The FCC plans its second virtual public hearing on consumer broadband labels on April 7 at 1:30 p.m. EDT, said a Consumer and Governmental Affairs Bureau public notice Wednesday in docket 22-2 (see 2203110064). Speakers will include consumers, experts from nonprofit organizations, and academics, who will focus on "how to make the broadband labels useful" and the "specific information consumers need." The hearing will also focus on research on how consumers "interpret information and make informed decisions."
FCC Chairwoman Jessica Rosenworcel said Monday the FCC signed memorandums of understanding to share information and cooperate on robocall investigations with six more states and Washington, D.C. Rosenworcel wants agreements with every jurisdiction (see 2202170063). “The FCC and these state leaders share a common enemy: robocall scammers targeting consumers and businesses around the country,” she said. The agency reached agreements with Connecticut, Idaho, Kentucky, Minnesota, New Jersey and Wyoming.
The FCC’s Consumer Advisory Committee will meet virtually April 26, 1-3 p.m.

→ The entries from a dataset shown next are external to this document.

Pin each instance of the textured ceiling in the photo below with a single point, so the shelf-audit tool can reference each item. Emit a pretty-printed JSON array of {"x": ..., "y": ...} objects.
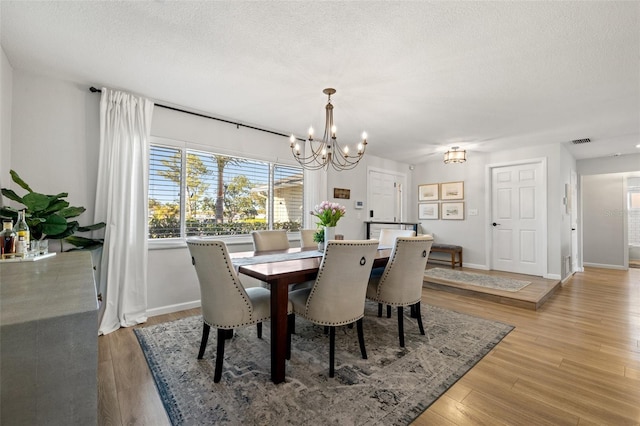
[{"x": 419, "y": 77}]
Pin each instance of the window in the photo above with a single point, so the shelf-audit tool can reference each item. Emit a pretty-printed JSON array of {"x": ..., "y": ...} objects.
[{"x": 202, "y": 193}]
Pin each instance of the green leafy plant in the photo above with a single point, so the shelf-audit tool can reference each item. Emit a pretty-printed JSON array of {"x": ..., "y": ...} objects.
[{"x": 48, "y": 216}]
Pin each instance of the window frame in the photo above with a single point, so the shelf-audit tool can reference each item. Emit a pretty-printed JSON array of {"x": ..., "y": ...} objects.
[{"x": 184, "y": 147}]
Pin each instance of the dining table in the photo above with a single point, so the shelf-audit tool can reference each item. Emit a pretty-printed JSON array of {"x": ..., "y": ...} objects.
[{"x": 279, "y": 269}]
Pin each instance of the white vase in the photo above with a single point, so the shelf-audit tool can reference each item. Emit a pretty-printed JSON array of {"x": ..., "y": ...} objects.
[{"x": 329, "y": 234}]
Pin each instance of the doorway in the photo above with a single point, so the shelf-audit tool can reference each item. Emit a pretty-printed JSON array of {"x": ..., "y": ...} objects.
[
  {"x": 518, "y": 217},
  {"x": 385, "y": 195}
]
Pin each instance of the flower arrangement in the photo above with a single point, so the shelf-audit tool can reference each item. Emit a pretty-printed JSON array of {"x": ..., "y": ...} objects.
[{"x": 328, "y": 213}]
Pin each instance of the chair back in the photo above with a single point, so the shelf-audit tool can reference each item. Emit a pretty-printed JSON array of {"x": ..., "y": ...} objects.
[
  {"x": 306, "y": 238},
  {"x": 338, "y": 294},
  {"x": 388, "y": 236},
  {"x": 270, "y": 240},
  {"x": 401, "y": 281},
  {"x": 224, "y": 301}
]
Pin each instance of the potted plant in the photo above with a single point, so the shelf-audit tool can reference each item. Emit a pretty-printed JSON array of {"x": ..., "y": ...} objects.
[
  {"x": 328, "y": 215},
  {"x": 48, "y": 216},
  {"x": 318, "y": 237}
]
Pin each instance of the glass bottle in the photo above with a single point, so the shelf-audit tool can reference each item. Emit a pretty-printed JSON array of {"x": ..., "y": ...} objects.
[
  {"x": 7, "y": 240},
  {"x": 22, "y": 235}
]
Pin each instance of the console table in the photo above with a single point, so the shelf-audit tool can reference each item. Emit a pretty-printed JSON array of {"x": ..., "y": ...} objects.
[
  {"x": 372, "y": 222},
  {"x": 49, "y": 334}
]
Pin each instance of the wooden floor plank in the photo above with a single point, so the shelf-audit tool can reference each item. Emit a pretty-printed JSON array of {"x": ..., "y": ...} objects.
[{"x": 575, "y": 360}]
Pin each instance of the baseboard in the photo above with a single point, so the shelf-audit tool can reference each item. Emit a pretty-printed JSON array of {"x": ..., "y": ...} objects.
[
  {"x": 567, "y": 277},
  {"x": 604, "y": 266},
  {"x": 476, "y": 266},
  {"x": 154, "y": 312},
  {"x": 465, "y": 265}
]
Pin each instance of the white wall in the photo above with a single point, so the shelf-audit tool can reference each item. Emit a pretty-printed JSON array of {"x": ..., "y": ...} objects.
[
  {"x": 173, "y": 283},
  {"x": 603, "y": 211},
  {"x": 55, "y": 138},
  {"x": 470, "y": 232},
  {"x": 602, "y": 194},
  {"x": 6, "y": 104},
  {"x": 603, "y": 165},
  {"x": 473, "y": 232}
]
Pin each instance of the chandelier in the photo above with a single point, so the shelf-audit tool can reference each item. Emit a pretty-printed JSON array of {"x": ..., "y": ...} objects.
[
  {"x": 455, "y": 156},
  {"x": 320, "y": 154}
]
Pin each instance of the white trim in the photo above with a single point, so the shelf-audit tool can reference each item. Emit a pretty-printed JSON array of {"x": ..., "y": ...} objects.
[
  {"x": 169, "y": 309},
  {"x": 605, "y": 266},
  {"x": 543, "y": 208},
  {"x": 476, "y": 266}
]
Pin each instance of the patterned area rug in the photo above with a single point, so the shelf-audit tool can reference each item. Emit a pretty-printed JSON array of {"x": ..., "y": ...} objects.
[
  {"x": 393, "y": 386},
  {"x": 481, "y": 280}
]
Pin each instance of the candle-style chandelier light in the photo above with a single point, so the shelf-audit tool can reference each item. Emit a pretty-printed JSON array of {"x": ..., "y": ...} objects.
[{"x": 320, "y": 154}]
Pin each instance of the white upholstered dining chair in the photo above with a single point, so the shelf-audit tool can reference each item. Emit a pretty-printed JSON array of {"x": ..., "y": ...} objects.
[
  {"x": 337, "y": 297},
  {"x": 270, "y": 240},
  {"x": 401, "y": 282},
  {"x": 226, "y": 304},
  {"x": 388, "y": 236}
]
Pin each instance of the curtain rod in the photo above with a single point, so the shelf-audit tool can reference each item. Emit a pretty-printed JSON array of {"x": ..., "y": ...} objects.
[{"x": 238, "y": 125}]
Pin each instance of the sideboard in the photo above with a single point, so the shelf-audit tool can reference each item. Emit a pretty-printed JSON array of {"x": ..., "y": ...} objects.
[{"x": 49, "y": 341}]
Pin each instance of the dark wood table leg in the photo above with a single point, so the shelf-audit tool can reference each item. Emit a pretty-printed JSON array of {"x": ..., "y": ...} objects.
[{"x": 279, "y": 302}]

EDT, the FCC said Friday. Among the topics will be a recommendation on consumer broadband labels, the FCC said.
The FCC Wireline Bureau extended through June 30 its waiver of Lifeline program document requirements for reverification, recertification, general de-enrollment, and income for subscribers in rural areas on tribal lands, said an order Friday in docket 11-42 (see 2203170030). The order noted this "will likely be the bureau's final extension of these waivers."

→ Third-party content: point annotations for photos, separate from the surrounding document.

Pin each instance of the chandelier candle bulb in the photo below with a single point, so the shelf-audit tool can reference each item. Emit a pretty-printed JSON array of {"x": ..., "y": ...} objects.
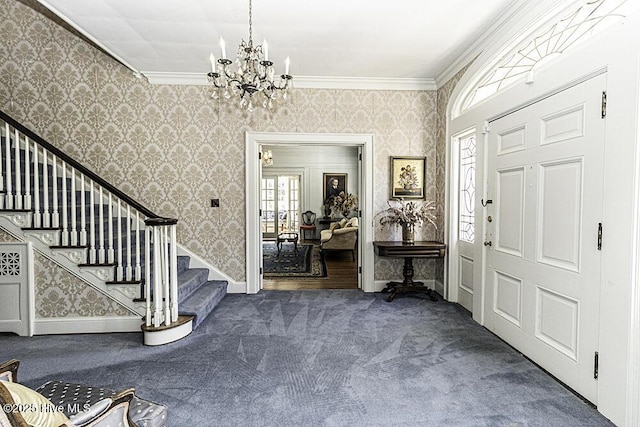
[
  {"x": 223, "y": 48},
  {"x": 212, "y": 58}
]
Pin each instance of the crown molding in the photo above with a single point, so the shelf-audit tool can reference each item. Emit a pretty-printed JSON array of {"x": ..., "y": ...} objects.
[{"x": 307, "y": 82}]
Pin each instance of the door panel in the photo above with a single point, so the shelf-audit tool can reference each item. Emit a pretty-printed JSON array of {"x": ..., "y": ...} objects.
[{"x": 545, "y": 173}]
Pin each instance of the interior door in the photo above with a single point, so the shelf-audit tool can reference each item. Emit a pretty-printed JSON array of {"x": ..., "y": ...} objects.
[{"x": 545, "y": 169}]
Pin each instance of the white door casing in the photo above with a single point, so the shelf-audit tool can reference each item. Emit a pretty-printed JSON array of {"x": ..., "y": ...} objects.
[{"x": 543, "y": 276}]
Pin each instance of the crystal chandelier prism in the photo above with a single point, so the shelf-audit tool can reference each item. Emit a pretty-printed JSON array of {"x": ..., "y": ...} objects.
[{"x": 255, "y": 74}]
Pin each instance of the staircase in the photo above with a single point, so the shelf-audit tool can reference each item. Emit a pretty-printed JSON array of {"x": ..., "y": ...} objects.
[{"x": 98, "y": 233}]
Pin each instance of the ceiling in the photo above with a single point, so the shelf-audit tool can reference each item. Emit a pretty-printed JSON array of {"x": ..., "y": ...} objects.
[{"x": 412, "y": 40}]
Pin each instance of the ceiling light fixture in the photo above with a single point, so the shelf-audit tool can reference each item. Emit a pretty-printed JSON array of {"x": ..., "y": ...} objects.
[{"x": 255, "y": 73}]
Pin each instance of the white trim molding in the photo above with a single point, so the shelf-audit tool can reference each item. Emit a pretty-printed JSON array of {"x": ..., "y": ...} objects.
[
  {"x": 307, "y": 82},
  {"x": 86, "y": 325}
]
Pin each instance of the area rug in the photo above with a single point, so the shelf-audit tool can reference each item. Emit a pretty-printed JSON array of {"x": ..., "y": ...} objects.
[{"x": 306, "y": 262}]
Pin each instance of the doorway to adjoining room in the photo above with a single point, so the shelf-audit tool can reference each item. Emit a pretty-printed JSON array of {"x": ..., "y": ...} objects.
[{"x": 294, "y": 213}]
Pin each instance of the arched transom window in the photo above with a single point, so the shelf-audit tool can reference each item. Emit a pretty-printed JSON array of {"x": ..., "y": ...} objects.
[{"x": 585, "y": 20}]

“While there is more work to be done,” the Cross-Sector Resiliency Forum has been a success two years after it started, representatives of CTIA, the Edison Electric Institute, NCTA and USTelecom told aides to FCC Commissioners Brendan Carr and Geoffrey Starks. The forum “continues to facilitate the sharing of service expectations and planning needs to enable better coordination during emergency and disaster events,” said a filing posted Thursday in docket 11-60. The forum “plans to reconvene in late spring 2022 to assess progress” and “prepare for the 2022 hurricane and wildfire seasons.”

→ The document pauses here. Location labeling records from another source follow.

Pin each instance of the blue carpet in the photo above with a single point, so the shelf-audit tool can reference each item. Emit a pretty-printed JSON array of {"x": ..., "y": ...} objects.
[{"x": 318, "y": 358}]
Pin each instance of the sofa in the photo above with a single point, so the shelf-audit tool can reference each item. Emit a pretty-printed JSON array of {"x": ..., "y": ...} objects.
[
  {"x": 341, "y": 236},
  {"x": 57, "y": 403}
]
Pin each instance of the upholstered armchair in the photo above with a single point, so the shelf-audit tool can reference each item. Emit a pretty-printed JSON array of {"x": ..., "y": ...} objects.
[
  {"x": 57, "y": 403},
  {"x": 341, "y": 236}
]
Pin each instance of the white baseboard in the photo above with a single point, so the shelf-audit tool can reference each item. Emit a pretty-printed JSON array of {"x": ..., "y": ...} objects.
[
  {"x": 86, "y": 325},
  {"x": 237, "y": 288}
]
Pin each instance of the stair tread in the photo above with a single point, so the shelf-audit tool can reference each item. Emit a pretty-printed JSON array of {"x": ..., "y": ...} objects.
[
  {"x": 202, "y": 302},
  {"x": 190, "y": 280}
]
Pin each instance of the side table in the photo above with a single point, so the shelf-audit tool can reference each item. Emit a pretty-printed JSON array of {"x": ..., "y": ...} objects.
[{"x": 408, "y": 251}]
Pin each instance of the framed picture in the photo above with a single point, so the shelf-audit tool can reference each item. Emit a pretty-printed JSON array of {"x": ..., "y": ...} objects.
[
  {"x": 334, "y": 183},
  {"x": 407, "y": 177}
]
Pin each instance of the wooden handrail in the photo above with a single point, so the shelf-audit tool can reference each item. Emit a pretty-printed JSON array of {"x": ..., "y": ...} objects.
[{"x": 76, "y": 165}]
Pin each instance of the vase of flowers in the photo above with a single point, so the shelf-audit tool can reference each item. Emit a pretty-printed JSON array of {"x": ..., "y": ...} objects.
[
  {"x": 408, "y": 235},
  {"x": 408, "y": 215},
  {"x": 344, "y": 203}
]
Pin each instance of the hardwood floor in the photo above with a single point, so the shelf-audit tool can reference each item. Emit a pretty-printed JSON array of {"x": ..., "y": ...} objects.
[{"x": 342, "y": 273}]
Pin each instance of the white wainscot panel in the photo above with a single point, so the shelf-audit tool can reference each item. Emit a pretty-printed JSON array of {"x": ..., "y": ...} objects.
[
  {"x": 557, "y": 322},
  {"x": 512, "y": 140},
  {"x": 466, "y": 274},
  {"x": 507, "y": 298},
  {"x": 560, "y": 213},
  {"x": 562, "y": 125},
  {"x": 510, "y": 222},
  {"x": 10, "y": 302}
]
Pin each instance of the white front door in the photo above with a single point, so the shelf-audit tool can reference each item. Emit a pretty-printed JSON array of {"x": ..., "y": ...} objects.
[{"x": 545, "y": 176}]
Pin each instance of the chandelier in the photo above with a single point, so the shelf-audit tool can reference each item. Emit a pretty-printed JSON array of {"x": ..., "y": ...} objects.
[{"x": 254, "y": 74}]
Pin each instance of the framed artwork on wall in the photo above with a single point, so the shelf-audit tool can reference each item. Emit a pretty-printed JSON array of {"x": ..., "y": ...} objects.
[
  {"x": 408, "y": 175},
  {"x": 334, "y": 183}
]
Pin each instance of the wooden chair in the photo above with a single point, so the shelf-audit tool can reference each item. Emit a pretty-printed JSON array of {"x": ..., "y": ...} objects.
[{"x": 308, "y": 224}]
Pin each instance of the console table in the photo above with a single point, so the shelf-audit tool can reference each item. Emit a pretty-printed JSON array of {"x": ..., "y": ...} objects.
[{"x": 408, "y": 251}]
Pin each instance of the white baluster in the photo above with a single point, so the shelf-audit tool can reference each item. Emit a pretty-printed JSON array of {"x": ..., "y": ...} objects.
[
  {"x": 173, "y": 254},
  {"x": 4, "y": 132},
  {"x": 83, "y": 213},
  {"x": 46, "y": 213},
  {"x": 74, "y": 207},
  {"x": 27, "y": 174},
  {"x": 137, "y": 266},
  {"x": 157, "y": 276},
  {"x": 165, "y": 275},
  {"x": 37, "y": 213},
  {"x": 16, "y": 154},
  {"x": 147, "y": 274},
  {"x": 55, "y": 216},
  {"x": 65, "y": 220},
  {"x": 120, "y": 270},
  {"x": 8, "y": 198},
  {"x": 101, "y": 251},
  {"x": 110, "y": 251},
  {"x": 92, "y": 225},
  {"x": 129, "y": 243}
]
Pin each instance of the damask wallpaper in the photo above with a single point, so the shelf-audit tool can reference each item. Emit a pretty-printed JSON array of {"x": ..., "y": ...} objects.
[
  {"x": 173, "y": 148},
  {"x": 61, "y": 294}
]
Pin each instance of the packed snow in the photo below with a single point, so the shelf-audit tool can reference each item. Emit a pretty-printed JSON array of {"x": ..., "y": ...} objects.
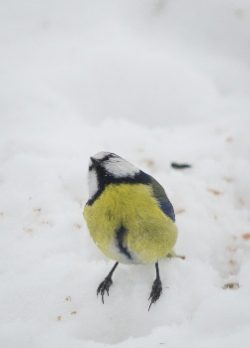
[{"x": 155, "y": 82}]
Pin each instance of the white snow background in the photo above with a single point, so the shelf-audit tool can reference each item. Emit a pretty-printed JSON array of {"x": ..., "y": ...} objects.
[{"x": 155, "y": 82}]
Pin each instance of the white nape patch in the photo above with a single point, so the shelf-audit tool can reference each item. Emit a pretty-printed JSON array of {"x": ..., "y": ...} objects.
[
  {"x": 93, "y": 183},
  {"x": 101, "y": 155},
  {"x": 117, "y": 165},
  {"x": 120, "y": 168}
]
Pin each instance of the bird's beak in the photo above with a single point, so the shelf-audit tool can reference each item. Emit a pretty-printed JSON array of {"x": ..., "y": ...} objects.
[{"x": 96, "y": 163}]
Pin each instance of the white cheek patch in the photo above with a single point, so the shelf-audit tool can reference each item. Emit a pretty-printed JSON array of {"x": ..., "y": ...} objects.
[
  {"x": 93, "y": 183},
  {"x": 120, "y": 168},
  {"x": 101, "y": 155}
]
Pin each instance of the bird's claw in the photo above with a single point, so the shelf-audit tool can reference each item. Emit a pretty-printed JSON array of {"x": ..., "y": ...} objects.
[
  {"x": 104, "y": 286},
  {"x": 155, "y": 292}
]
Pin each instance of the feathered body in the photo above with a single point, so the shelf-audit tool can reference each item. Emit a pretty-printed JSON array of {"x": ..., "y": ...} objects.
[{"x": 129, "y": 215}]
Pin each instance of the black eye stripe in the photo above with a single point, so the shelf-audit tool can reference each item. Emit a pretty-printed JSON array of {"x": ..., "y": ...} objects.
[{"x": 107, "y": 157}]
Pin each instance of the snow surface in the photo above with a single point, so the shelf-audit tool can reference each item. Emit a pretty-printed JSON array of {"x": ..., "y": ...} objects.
[{"x": 155, "y": 82}]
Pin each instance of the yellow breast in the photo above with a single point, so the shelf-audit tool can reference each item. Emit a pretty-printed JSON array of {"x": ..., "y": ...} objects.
[{"x": 127, "y": 224}]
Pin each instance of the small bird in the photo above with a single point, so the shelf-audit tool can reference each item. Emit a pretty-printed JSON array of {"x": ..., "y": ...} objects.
[{"x": 129, "y": 216}]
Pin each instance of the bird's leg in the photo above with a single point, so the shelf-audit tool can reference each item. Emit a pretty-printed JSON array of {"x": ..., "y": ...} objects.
[
  {"x": 156, "y": 287},
  {"x": 105, "y": 285}
]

The FTC and Frontier will go to trial Sept. 6 on the agency's claim the telco misrepresented its DSL speeds to customers, pending the FTC's review of a proposed settlement Frontier presented, wrote U.S. District Court for the Central District of California Judge Gary Klausner in a Friday order in case 2:21-cv-04155 (see 2110040066). Frontier didn't comment on its proposed settlement. The case was originally scheduled to go to trial in July.